Pema Chödrön once wrote, "Rather than being disheartened by the ambiguity, the uncertainty of life, what if we accepted it and relaxed into it? What if we said, 'Yes, this is the way it is; this is what it means to be human,' and decided to sit down and enjoy the ride?"


Okay, let's do that. Let's all just relax into impermanence. (Hold for laughter.) That phrase calls to mind clean hardwood floors, incense, meditation cushions, lit candles, and soft yoga music in the background. But when I get over myself, when I move past the snark and really ponder what the phrase might look like in my life--I come up with something like this:


During meditation, the images pop up--raving white men, armed to the teeth, bashing doors open with their flags, huge violent crowds advancing on a building I've held as almost holy all my life. Panic and anger arise, self-righteousness, impotent rage. I hold my seat. I stay put. I keep breathing. I let the fires rage in my memory, my imagination, and my emotions. I watch them erupt and subside.


When I feel too out of control to continue, I put my innate consciousness to work. (We all have this pure light consciousness within us.) I say to it, "Please take over for me. I can't right now." And then I enjoy the scenario: my consciousness, a vast compassionate space completely untouched by worldly events, witnessing the shitshow of my mind, watching the images float by on the river of mental activity. Over and over. One apocalyptic scenario after another. Arising and dissolving.


Eventually, my outlook shifts from "Holy moly! Look what they're doing out there!" to "Wow, there's a lot going on in here, and it's all I can do to just pay attention to this."


Honest self-reflection and discipline is hard work. It's hard because we have to push back against primitive instincts. We must refrain from kneejerk reactions. We must balance that refraining with the permission, even the mandate, to feel what is going on inside of us. This is the daunting job we have ahead of us. It's the hard work that a lot of people don't want to do.

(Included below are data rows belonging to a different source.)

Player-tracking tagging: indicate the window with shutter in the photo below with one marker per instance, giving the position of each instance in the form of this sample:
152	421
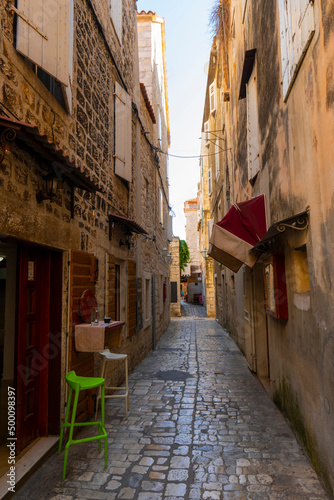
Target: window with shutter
209	181
296	33
169	227
123	133
212	94
44	36
116	17
48	45
252	126
206	134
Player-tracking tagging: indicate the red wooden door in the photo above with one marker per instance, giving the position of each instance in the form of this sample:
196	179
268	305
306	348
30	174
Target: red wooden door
32	345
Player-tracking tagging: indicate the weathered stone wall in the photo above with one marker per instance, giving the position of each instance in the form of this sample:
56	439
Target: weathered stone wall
87	136
296	157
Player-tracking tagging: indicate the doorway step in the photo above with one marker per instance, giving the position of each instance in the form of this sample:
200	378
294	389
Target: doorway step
27	463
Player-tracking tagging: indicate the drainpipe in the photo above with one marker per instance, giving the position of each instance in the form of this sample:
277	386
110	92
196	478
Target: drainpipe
153	313
105	283
68	322
254	357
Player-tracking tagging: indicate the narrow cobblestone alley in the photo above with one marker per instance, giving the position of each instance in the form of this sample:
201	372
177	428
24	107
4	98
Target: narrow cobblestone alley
200	426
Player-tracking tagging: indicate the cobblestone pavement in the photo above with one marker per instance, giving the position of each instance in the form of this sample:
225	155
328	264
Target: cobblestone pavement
200	426
192	310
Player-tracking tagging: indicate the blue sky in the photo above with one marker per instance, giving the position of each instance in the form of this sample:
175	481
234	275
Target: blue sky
188	43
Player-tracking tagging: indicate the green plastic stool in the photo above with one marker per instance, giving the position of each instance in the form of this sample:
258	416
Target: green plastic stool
78	384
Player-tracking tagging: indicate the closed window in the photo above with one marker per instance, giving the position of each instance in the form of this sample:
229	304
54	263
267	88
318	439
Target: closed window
217	159
46	41
206	134
161	209
252	126
123	133
296	32
148	302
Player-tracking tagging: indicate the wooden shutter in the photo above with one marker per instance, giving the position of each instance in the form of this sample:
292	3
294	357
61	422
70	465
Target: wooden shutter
116	17
68	88
209	181
252	127
132	298
217	159
206	133
302	29
123	133
286	48
51	18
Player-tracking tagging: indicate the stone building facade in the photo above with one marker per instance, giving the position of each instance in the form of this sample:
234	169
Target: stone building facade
269	100
193	269
175	277
204	229
74	114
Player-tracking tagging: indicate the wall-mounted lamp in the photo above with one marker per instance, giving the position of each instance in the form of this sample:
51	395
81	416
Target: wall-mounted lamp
204	253
7	136
50	188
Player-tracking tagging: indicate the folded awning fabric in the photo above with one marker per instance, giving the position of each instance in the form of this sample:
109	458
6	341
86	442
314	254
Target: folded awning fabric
237	233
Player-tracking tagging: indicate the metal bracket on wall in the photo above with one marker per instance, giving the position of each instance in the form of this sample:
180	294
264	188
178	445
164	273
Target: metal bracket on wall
300	224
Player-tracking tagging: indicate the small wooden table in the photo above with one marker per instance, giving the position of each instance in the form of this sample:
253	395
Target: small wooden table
95	338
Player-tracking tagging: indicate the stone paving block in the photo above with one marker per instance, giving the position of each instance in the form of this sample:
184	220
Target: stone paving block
152	486
176	490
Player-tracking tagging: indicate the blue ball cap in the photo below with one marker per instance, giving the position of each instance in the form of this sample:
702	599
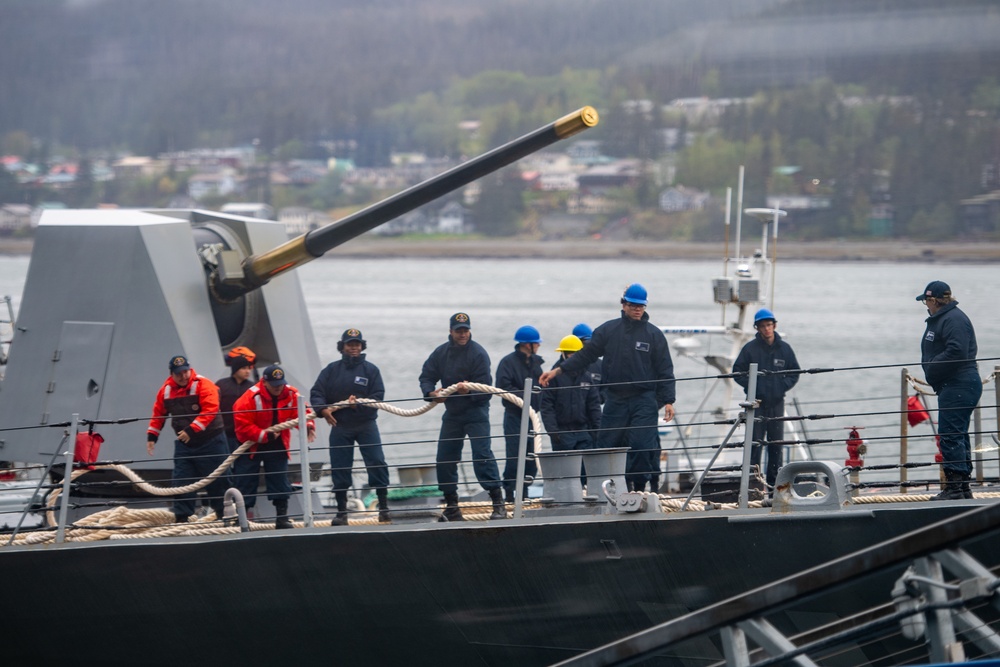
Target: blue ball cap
937	289
179	363
635	293
274	375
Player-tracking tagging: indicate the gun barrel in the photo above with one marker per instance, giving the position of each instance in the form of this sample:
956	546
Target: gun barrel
259	269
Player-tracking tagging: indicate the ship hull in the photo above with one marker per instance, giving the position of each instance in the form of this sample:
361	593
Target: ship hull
528	592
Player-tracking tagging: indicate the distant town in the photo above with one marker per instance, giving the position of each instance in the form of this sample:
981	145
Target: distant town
577	191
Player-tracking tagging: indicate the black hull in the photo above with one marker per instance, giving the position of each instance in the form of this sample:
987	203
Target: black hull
502	593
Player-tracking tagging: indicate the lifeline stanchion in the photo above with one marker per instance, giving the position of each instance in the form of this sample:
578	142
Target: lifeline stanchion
522	449
748	437
304	463
67	478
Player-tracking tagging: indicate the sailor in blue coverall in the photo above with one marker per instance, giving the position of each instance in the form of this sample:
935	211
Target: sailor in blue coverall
345	380
639	378
771	354
512	371
948	355
466	413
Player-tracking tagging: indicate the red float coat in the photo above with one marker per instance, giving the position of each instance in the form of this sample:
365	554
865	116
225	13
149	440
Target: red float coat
257	410
193	408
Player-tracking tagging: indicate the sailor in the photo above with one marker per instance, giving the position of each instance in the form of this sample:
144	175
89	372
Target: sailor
571	409
512	371
772	355
639	375
192	403
240	361
466	413
350	378
593	373
948	355
271	401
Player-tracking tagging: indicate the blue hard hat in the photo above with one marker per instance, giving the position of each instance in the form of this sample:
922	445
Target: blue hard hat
583	332
635	293
764	314
527	334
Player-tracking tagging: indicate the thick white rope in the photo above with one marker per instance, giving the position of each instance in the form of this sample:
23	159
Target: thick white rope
130	523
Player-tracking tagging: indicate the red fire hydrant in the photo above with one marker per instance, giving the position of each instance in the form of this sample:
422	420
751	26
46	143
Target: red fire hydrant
856	448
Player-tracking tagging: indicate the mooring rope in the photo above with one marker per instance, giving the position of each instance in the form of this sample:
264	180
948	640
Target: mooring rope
127	523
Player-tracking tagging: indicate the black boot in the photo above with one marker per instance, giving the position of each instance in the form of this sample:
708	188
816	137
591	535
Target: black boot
452	512
281	520
952	488
383	506
499	510
341	518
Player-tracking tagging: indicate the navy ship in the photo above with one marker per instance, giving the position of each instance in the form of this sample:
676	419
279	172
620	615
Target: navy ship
614	577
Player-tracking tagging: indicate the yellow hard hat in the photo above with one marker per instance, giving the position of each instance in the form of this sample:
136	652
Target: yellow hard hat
570	344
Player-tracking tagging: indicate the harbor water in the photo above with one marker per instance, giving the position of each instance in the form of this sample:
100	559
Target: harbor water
841	315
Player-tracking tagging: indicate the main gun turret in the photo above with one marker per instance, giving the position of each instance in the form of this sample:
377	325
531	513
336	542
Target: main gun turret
259	269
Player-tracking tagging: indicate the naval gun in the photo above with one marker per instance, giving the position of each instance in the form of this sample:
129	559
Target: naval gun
110	295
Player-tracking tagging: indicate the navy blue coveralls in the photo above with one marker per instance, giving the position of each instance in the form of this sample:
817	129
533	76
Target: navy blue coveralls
352	376
571	409
639	375
229	391
771	390
948	356
512	371
464	415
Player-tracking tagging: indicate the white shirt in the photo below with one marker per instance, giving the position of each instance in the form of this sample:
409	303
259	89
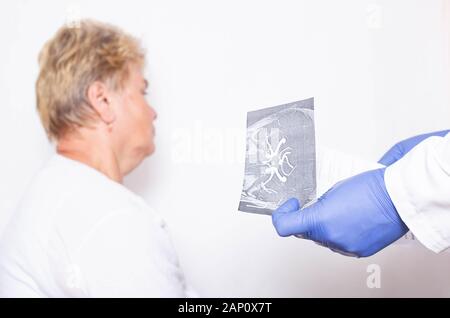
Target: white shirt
77	233
419	186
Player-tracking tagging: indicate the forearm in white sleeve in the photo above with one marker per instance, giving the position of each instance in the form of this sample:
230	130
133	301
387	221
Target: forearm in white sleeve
130	255
419	186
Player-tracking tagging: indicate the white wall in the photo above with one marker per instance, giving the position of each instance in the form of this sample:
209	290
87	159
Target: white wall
378	71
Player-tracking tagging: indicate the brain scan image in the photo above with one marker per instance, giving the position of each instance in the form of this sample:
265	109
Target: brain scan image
280	160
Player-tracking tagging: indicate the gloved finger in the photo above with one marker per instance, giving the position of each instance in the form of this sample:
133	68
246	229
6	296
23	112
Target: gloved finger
392	155
293	223
402	148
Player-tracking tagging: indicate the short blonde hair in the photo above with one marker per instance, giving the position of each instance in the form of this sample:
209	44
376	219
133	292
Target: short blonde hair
70	62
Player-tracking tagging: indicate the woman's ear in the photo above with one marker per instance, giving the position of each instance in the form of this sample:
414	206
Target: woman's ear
99	97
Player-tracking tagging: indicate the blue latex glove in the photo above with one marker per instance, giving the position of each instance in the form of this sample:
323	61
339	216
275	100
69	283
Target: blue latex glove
355	217
403	147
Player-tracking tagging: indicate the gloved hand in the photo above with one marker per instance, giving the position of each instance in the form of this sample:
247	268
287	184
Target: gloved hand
355	217
403	147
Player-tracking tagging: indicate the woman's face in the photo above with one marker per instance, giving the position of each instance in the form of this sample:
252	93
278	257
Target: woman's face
133	130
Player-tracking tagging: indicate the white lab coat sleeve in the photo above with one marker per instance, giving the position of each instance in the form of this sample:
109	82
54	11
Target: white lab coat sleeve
419	186
129	254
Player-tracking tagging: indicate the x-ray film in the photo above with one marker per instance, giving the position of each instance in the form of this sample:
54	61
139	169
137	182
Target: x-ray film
280	160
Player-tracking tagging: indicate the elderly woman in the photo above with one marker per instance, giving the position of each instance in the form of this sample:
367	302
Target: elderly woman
78	231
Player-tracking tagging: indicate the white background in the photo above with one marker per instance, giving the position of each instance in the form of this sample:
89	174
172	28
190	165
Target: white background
378	71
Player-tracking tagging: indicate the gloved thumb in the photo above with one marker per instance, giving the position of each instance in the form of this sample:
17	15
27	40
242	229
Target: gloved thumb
288	219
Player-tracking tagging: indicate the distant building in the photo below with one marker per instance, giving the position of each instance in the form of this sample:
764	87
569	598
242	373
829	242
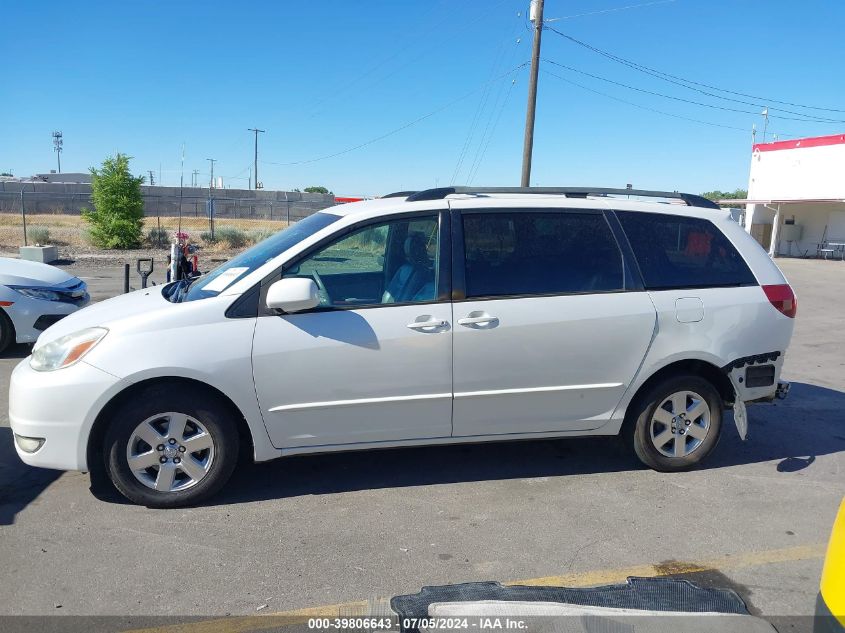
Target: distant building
796	196
65	178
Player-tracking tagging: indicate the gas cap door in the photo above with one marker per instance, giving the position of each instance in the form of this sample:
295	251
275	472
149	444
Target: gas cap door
689	309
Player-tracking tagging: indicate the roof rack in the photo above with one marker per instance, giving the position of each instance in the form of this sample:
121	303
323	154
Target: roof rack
691	200
400	194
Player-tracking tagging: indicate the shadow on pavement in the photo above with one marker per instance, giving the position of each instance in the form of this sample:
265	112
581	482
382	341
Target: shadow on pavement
791	433
20	484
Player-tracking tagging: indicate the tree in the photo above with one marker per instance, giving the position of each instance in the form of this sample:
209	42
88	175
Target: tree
117	219
737	194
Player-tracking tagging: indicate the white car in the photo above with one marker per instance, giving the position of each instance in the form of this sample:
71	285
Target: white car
448	315
33	297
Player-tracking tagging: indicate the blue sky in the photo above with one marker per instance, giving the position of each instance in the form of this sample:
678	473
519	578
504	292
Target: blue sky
323	77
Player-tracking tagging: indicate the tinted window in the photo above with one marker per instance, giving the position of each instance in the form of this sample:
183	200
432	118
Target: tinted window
679	252
540	253
225	275
389	262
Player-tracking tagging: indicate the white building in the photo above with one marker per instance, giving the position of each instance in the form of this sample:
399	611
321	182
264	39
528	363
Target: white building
796	196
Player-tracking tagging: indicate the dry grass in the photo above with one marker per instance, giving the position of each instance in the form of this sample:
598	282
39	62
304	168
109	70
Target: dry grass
70	231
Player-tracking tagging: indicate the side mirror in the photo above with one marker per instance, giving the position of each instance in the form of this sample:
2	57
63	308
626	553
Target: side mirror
293	294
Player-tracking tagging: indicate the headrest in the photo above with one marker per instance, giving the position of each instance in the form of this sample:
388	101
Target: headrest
415	248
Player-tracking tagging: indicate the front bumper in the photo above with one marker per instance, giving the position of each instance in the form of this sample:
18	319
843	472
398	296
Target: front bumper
32	316
60	407
824	621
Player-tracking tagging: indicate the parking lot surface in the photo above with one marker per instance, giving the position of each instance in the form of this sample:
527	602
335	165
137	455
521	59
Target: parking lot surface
326	530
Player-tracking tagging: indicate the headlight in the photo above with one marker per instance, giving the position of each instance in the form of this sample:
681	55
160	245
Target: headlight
66	350
38	293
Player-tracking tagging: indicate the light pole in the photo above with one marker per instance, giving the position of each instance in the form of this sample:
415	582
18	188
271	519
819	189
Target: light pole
211	181
257	131
536	13
57	147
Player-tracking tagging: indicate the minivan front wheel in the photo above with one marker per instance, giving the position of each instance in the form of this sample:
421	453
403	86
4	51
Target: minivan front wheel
170	447
677	423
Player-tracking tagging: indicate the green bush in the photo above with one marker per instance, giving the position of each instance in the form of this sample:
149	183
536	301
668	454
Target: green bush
38	235
158	237
117	219
231	237
259	235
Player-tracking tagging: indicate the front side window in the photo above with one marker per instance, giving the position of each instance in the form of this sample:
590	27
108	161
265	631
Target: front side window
538	253
681	252
215	282
385	263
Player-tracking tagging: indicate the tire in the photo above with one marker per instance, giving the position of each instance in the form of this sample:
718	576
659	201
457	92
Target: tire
7	331
676	424
146	428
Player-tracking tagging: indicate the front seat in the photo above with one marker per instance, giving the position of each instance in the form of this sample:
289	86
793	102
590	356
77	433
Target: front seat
412	276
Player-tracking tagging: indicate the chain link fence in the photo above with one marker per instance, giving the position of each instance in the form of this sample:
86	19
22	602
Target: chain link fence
217	221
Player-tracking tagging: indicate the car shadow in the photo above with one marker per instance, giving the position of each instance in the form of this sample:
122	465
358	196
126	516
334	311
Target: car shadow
20	484
790	434
18	350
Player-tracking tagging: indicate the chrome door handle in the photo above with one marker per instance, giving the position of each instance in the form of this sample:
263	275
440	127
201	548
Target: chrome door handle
422	325
477	320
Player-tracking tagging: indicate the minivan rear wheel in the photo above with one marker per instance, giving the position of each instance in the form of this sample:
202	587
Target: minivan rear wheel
170	447
676	423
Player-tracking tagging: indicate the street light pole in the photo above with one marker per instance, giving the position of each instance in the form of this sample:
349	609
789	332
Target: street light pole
211	182
536	13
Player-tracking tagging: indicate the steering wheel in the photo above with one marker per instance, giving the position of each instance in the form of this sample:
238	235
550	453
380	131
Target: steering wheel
325	299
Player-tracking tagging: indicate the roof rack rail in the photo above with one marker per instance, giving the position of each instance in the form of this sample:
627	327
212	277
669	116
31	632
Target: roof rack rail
400	194
691	200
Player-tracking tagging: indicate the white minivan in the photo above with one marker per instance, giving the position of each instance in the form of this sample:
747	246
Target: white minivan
441	316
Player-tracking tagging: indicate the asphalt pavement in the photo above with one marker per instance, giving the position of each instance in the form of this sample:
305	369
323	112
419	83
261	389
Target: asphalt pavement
332	530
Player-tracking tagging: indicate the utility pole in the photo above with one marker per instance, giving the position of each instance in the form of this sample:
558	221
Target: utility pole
536	14
211	182
256	130
765	114
57	147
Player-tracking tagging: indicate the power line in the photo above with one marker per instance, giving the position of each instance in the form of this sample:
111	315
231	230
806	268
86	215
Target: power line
681	99
646	108
474	172
681	81
479	113
625	8
398	129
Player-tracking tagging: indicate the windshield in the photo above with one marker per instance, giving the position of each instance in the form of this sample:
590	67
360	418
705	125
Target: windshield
215	282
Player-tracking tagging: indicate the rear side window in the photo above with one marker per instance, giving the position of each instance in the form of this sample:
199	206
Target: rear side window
680	252
529	253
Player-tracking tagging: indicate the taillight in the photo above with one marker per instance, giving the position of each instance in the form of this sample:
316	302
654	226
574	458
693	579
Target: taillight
782	298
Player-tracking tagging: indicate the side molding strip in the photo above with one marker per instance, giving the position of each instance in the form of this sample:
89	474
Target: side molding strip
346	403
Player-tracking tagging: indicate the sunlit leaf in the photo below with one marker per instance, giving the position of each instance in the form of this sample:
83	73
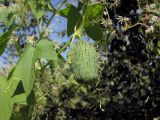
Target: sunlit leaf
45	49
92	21
73	17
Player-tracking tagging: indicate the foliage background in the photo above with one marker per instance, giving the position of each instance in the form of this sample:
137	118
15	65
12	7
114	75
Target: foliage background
42	84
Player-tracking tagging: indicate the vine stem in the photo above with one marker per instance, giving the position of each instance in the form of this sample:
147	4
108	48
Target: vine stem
50	20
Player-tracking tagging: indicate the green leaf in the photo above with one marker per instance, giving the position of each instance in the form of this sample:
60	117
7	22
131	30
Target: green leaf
37	10
92	21
6	103
73	17
6	16
24	71
3	41
45	49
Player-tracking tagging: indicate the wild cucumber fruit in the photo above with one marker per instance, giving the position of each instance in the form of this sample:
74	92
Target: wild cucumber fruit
84	62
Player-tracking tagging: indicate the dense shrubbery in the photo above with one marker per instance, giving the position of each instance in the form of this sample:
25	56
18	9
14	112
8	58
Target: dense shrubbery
126	75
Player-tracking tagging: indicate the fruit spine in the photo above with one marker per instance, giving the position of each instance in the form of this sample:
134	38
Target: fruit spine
84	62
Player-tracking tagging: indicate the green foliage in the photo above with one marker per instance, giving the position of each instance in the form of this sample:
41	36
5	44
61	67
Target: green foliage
92	19
6	102
46	85
73	17
3	40
6	16
38	8
85	62
46	49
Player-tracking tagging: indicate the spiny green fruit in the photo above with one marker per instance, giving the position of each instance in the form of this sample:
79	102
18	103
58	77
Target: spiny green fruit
84	62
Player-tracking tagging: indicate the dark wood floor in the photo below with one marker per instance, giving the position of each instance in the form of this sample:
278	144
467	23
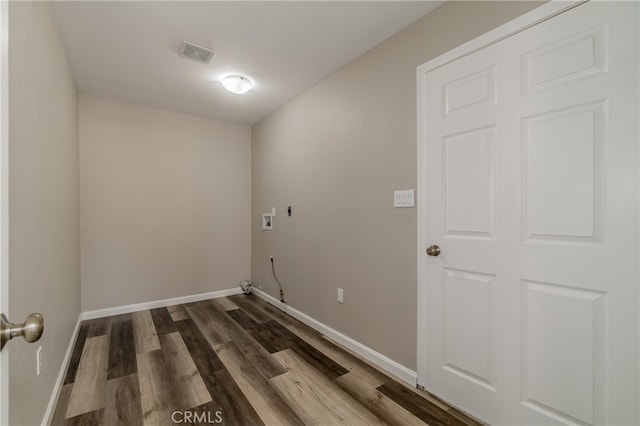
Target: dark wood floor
230	361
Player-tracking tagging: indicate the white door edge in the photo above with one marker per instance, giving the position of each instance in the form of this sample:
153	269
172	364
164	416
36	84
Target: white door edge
532	18
4	205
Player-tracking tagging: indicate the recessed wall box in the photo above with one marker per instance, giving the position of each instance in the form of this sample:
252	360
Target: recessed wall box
267	222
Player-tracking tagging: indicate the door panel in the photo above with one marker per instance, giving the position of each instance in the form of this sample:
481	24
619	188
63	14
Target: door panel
530	166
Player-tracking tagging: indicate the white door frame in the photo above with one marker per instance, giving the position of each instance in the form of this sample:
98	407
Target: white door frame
507	30
4	205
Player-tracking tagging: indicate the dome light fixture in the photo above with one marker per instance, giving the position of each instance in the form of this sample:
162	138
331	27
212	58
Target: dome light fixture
237	84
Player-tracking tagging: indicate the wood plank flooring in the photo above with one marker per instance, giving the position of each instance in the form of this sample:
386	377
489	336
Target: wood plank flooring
229	361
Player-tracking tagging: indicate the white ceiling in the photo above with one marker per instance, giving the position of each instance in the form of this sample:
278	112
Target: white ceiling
128	50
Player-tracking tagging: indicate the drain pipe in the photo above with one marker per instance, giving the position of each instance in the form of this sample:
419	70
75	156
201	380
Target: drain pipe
273	272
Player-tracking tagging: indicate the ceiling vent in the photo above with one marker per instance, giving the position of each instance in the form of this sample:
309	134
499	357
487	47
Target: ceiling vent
197	53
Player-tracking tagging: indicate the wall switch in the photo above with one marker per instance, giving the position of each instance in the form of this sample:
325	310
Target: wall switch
39	361
405	198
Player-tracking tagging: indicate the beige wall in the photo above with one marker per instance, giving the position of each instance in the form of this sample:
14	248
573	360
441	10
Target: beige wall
165	204
336	154
44	256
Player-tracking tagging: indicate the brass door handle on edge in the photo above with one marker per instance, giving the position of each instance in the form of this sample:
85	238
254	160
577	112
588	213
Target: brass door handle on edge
433	250
31	329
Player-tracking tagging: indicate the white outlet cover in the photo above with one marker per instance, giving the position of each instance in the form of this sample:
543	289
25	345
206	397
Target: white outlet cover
267	222
404	198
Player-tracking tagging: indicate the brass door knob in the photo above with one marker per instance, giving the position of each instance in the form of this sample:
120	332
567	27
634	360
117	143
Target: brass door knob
31	329
433	250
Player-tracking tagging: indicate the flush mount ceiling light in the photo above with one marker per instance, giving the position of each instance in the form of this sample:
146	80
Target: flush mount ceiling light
237	84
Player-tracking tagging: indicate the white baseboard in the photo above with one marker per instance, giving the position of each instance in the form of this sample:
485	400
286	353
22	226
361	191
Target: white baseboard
57	388
387	364
107	312
99	313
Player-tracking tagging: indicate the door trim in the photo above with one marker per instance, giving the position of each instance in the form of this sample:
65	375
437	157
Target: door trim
529	19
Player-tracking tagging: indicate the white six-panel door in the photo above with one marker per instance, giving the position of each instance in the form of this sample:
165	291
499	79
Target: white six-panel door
529	186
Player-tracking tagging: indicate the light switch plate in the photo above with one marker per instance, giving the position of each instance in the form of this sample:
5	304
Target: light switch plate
404	198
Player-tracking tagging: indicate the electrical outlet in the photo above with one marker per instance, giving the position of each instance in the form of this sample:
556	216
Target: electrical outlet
39	366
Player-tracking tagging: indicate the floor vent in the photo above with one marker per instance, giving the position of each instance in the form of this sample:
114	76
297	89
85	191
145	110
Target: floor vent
197	53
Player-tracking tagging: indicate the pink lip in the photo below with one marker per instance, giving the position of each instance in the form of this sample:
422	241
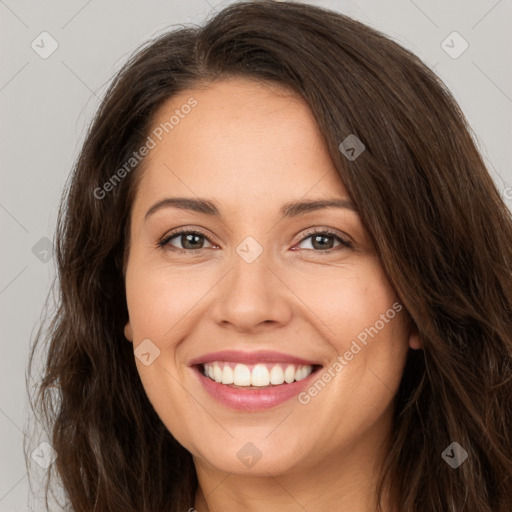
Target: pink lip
237	356
252	399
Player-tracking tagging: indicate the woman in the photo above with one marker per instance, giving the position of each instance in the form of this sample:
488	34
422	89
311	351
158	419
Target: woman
285	282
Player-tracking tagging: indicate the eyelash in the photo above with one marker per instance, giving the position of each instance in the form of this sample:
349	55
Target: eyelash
164	243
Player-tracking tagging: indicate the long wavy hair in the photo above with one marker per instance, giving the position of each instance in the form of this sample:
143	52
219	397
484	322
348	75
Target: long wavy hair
437	220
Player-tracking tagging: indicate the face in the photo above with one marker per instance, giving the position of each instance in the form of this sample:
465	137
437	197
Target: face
285	308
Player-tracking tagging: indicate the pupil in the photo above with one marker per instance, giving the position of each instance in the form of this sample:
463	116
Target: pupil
189	238
321	246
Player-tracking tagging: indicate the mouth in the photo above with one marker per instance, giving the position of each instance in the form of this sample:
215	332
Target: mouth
255	376
253	381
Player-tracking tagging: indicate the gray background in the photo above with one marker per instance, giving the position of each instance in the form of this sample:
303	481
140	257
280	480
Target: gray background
46	105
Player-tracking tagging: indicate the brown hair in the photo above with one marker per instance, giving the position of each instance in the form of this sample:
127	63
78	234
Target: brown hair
438	223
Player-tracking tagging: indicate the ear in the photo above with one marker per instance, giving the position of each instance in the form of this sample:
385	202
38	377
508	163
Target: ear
128	333
414	339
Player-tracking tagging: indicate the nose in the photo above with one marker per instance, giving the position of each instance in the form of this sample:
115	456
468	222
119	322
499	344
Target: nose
252	298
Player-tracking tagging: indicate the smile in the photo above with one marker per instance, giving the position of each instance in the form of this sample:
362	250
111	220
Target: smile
253	381
258	375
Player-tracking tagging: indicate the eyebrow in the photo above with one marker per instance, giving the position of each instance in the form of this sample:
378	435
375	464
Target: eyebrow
290	209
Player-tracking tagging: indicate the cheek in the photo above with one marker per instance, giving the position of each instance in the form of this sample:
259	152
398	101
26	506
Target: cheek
159	300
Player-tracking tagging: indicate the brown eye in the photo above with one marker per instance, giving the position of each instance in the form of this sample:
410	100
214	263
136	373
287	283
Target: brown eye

But it's the hard work that...works.


When I first learned about the violence in the Capitol, I was triggered into a frantic sense of urgency. Into the very opposite of 'relaxing into it.' My brain ran around looking for what is it that I can do--me, right now? (Nothing.) And yet, something must be done! I will spare you the three-ring circus of fantasies, desires, mandates, emails, FaceBook posts, etc. that went through my mind. You can imagine.


But my years of training put a microphone in front of the still small voice of wisdom at the back of my heart. "All things are impermanent," it said. "The Capitol, too. You, even. Can you sit for maybe five minutes and just watch your thinking without the story? Without the judge?"


I did, and it was hard. I have my work cut out for me just to heal from my own addictions: to my comfort, my identity, my world. And, this is what I must keep doing for the long term.

This is all I can do for my country right now.

This is the best thing I can do for my country right now.



May all beings be blessed.

May all beings be free from suffering.

May all beings never be separate from joy that knows no sorrow.

May all beings dwell in equanimity, free from attachment and hatred.